Different orientations of movement of ChiA and ChiB
In the present work, we directly confirmed that ChiA and ChiB have opposite moving directions (Fig. 5 and Supplementary Movies 3 and 4). When ChiB alone was initially observed, the enzyme molecules moved from top left to bottom right as shown in Supplementary Movie 3 and magenta lines in Fig. 5a, while after ChiA was added, movement from bottom right to top left was observed (cyan lines). Although we could not distinguish ChiA and ChiB visualized with HS-AFM, the movement of opposite direction appeared only after the two kinds of enzyme were mixed, as shown in Supplementary Movie 4. Although the final concentrations of ChiA and ChiB were the same (1 μM), ChiA molecules was observed much often than ChiB, as already noted, presumably because of stronger interaction of ChiA with the substrate, as compared with ChiB, owing to the presence of more hydrophobic aromatic amino acids forming a more extended substrate-binding cleft at the subsites12,13,16 as described in the Discussion section.

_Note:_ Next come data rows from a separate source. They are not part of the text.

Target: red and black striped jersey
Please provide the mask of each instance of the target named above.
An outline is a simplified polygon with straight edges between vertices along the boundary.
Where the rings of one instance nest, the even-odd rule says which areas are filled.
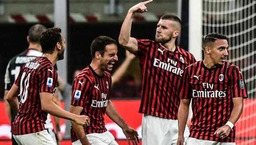
[[[38,57],[22,68],[15,84],[20,88],[20,101],[13,123],[14,135],[22,135],[45,130],[47,113],[41,109],[39,93],[54,94],[57,80],[57,72],[45,57]]]
[[[193,117],[189,137],[218,142],[234,142],[236,127],[226,138],[215,131],[228,121],[233,108],[232,98],[247,98],[246,87],[239,68],[225,62],[209,69],[203,61],[186,68],[181,91],[182,99],[192,99]]]
[[[177,120],[181,76],[185,68],[196,62],[196,59],[178,46],[172,52],[154,41],[137,40],[136,54],[142,73],[142,96],[139,112]]]
[[[110,98],[111,76],[104,71],[98,75],[90,66],[83,69],[74,80],[72,87],[71,105],[83,107],[80,115],[89,116],[90,125],[84,128],[86,134],[101,133],[107,130],[104,115]],[[78,139],[71,129],[72,142]]]

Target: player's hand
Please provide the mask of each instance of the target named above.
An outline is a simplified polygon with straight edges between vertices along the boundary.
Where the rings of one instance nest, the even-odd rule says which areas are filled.
[[[231,129],[229,126],[225,125],[218,128],[214,133],[214,134],[217,134],[221,139],[225,138],[229,135],[231,130]]]
[[[135,13],[142,13],[143,12],[147,11],[147,9],[145,5],[146,4],[149,3],[151,3],[152,1],[153,0],[149,0],[143,2],[139,3],[134,6],[133,7],[131,7],[129,10],[129,11],[131,11],[133,14]]]
[[[58,143],[58,145],[61,145],[61,141],[62,141],[62,135],[61,134],[60,131],[56,131],[56,135],[57,136],[57,143]]]
[[[180,136],[178,137],[178,140],[177,141],[177,145],[183,145],[184,144],[184,137],[183,136]]]
[[[74,121],[76,123],[82,125],[83,127],[88,127],[90,124],[89,117],[83,115],[76,116]]]
[[[139,143],[138,132],[133,128],[128,127],[126,128],[123,129],[123,132],[127,138],[128,144],[131,145],[130,141],[132,141],[133,145],[137,145],[137,143]]]
[[[126,57],[126,59],[131,61],[133,60],[136,57],[135,55],[129,52],[128,50],[125,51],[125,56]]]

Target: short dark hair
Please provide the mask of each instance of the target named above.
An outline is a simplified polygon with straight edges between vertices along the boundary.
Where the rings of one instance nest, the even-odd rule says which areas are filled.
[[[106,46],[112,44],[117,45],[117,42],[107,36],[101,36],[94,39],[90,45],[92,58],[94,58],[95,53],[96,52],[99,52],[102,56],[104,56],[106,50]]]
[[[203,40],[203,49],[204,49],[209,43],[214,43],[217,39],[225,39],[227,40],[228,43],[229,42],[229,38],[223,34],[217,33],[209,33]]]
[[[61,43],[61,29],[53,27],[44,31],[40,36],[40,44],[42,51],[44,53],[52,54],[54,51],[56,44]]]
[[[181,29],[181,20],[179,18],[179,17],[176,16],[174,14],[165,14],[163,15],[160,19],[162,20],[169,20],[175,21],[178,23],[179,24],[179,26],[180,29]],[[181,30],[180,30],[180,31]]]
[[[28,36],[30,42],[39,43],[41,34],[46,28],[41,24],[36,24],[31,27],[28,31]]]

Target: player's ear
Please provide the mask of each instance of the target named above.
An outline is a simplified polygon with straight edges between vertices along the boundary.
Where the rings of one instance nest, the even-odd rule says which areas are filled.
[[[56,44],[56,47],[59,51],[61,49],[61,45],[60,45],[60,42],[57,42],[57,44]]]
[[[207,46],[206,47],[204,50],[207,54],[211,54],[211,48]]]
[[[30,40],[29,40],[29,37],[28,36],[26,36],[26,41],[27,41],[27,43],[29,44]]]
[[[101,58],[101,54],[99,52],[97,51],[95,53],[95,57],[97,59],[99,59]]]
[[[173,37],[174,38],[177,37],[179,35],[180,35],[180,31],[175,31],[173,32]]]

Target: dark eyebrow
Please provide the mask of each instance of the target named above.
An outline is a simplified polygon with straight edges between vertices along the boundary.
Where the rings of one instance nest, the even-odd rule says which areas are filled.
[[[220,48],[221,48],[221,49],[226,49],[226,49],[228,49],[228,47],[227,48],[226,48],[226,47],[222,46],[222,47],[219,47],[218,48],[219,49],[220,49]]]

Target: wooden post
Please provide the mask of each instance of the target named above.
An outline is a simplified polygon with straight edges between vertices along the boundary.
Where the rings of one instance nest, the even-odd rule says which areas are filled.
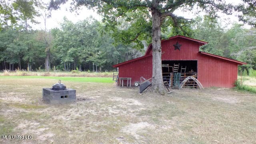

(a) HS-AFM images of crystalline β-chitin degradation by ChiA and ChiB. The time interval between images is 0.2 s (200 × 120 nm2, 100 × 76 pixels, scan velocity: 152 μm s−1). These images are taken from Supplementary Movie 3. Cyan and magenta lines indicate the movements of ChiA and ChiB, respectively. The processive direction was decided when ChiB alone was incubated with the substrate, as described in the Methods section. Scale bar indicates 60 nm. (b) Structural comparison of SmChiA (PDB: 1K9T), SmChiB (PDB: 1UR9 (ref. 32)), TrCel7A (PDB: 8CEL (ref. 33)) and TrCel6A (1QK2 (ref. 34)). Dashed lines indicate the location at which hydrolysis occurs. The ratio Sub:Pro or Pro:Sub shows the ratio of the numbers of binding sites for substrate (Sub) and product (Pro).
Discussion
Crystalline polysaccharides often form the skeletal parts of living organisms, such as crystalline cellulose in plant cell walls and crystalline chitin in the Crustacea. These structural polysaccharides are physically strong and are not easily degraded, unlike deposited sugars such as starch. However, they are available in large amounts in nature, and so the possibility of utilizing them to make chemicals and fuels (biorefining) is extremely attractive. In developing technologies for biomass utilization, a detailed understanding of the processivity of crystalline polysaccharide-degrading glycanases is critical. The processivity of glycanases has been studied by means of biochemical experiments so far17; however, this is problematic because of the great difficulty in distinguishing between multiple exo-type reactions catalysed by plural enzyme molecules and a processive reaction catalysed by a single molecule. In our previous studies of cellulases, we used HS-AFM to visualize processive movements of individual cellobiohydrolase (CBH) molecules on crystalline cellulose8,9,10. In the present study, we applied this technique to chitin-degrading enzymes, and we have succeeded in visualizing the unidirectional movement of S. marcescens ChiA and ChiB on crystalline β-chitin.
During our previous HS-AFM observations of processive cellulases, we realized that enzyme molecules bound non-productively, such as those of GH family 7 endoglucanase I from T. reesei (TrCel7B), which lacks hydrolytic activity towards crystalline cellulose, are hardly visualized18. This is because molecules without hydrolytic activity would quickly dissociate from the substrate and therefore would not be clearly visualized in more than one frame. However, the inability of the technique to observe non-productive enzyme molecules can be turned to advantage, in that visualization of only productively bound molecules allows HS-AFM to be used for analysis of the processivity of glycanases that degrade crystalline polysaccharides. Although the direction of movement also cannot be determined from HS-AFM observation, previous biochemical results13, morphological observations of β-chitin after hydrolysis14,19 and the molecular structure of the enzymes20,21 all clearly indicate that ChiA moves from the reducing end to the non-reducing end, and ChiB moves to opposite direction of ChiA on the chitin polymer chain22.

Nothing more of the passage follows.